In July, much of Dutch news was flooded with videos and images of, well, floods. The southern province of Limburg suffered blow after blow when heavy rainfall led to severe flooding in many villages.
In fact, the Dutch government even went so far as to declare the flooding a national disaster. It was the worst flooding the Netherlands had seen in decades.
What caused it? Experts asked themselves the same thing — and now they have the answer: climate change.
An international study
The Netherlands was not the only country to be affected by horrific floods. In fact, other countries suffered far worse consequences.
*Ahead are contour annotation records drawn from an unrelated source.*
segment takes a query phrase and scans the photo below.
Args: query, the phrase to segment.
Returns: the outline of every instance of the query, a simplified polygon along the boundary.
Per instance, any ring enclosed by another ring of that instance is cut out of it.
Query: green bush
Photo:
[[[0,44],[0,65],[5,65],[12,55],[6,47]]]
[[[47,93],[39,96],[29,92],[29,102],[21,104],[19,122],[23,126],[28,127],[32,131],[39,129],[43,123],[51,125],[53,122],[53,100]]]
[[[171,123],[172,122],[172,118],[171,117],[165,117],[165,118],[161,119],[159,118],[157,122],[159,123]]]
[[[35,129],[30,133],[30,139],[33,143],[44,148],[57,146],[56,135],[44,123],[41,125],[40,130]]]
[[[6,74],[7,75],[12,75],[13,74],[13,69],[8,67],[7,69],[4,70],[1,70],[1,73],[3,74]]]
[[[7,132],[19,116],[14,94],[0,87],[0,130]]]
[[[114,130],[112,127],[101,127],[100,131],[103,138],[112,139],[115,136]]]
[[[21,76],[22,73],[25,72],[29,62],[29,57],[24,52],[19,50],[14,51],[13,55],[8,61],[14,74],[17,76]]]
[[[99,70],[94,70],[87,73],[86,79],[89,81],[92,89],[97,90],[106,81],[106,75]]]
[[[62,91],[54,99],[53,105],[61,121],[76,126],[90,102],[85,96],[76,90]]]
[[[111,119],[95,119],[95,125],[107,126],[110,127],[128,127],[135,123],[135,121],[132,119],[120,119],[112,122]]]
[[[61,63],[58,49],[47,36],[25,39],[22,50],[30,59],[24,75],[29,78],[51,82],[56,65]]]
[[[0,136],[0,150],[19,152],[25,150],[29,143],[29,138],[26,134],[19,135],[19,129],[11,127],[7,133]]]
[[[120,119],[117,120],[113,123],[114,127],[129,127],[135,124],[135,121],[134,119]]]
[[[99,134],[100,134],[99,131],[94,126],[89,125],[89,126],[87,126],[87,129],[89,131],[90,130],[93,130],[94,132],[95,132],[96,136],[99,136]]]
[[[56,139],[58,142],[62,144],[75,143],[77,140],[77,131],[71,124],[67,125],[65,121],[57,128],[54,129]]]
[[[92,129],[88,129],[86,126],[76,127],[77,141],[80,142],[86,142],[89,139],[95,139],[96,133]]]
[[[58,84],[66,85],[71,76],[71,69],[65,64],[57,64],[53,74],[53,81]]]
In regions of Germany and Belgium, lives were lost to the severe floods.
The effort to determine what caused such devastation has therefore been an international one. Dutch climate scientists took part in the international study which found that the level of precipitation that occurs during heavy rainfall has risen from 3% to 19%.
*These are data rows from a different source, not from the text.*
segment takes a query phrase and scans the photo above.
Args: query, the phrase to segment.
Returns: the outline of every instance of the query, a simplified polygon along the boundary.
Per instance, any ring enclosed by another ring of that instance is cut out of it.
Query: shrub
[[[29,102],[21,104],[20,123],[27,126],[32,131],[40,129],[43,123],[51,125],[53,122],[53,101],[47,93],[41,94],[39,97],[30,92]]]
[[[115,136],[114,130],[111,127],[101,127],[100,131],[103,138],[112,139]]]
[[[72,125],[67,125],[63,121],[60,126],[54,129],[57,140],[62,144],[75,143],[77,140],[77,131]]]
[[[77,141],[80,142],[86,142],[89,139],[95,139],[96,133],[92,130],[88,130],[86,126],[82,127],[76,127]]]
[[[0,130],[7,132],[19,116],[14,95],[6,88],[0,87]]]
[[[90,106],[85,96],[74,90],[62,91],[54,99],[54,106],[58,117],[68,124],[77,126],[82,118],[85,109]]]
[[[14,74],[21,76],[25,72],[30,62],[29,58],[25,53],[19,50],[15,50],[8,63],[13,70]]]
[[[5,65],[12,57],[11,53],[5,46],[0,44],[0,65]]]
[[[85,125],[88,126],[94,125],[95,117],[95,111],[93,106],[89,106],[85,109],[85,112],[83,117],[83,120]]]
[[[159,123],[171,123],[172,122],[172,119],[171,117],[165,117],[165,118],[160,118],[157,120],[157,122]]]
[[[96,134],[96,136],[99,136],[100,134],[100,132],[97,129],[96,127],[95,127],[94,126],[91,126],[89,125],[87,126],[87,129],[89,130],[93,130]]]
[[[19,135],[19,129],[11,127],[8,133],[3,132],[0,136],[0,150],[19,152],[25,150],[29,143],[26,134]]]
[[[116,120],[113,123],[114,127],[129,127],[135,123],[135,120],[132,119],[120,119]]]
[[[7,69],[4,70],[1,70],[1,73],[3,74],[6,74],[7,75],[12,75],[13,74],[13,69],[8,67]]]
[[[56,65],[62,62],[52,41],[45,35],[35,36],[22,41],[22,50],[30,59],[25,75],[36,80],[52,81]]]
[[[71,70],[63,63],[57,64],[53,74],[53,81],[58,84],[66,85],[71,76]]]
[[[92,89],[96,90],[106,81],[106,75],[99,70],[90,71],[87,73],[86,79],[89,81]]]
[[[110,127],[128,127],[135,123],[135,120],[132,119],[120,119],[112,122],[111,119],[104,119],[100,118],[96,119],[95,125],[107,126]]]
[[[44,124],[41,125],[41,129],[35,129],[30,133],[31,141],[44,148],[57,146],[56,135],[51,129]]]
How did this contribute to the flooding?
High levels of precipitation in Limburg led to the perfect storm in July of this year. Record-breaking levels of rainfall meant that the soil in the region was already saturated before the flooding.
Combine this with warm air, which absorbs water vapour, and the fact that it lingered so long in the one area — and you have a recipe for disaster.
More intense and frequent precipitation caused by climate change
Sjoukje Philip of the KNMI was one of the Dutch experts to take part in the study. She explains these findings to the NOS, saying “We looked at the precipitation that led to these floods and saw that it has indeed become more intense due to a changing climate.”
She also added that this intense level of precipitation occurs more often due to climate change.
The study compared our current world — one that has seen an increase in temperature of 1.2 degrees since we started emitting greenhouse gasses — to our world before we turned up the heat.
It found that, in our current climate, the chances of such extreme precipitation occurring again have increased by a factor of between 1.2 and — wait for it — 9.
Not just Limburg
Philip also pointed out that while Limburg was the region that suffered this time around, the chances of this happening in other regions of the Netherlands are just as high.
She continues to emphasise the importance of acknowledging the connection between climate change and extreme weather in the Netherlands, saying “it is important that people are realising that extreme weather is caused by climate change and that we need to limit greenhouse gas emissions.”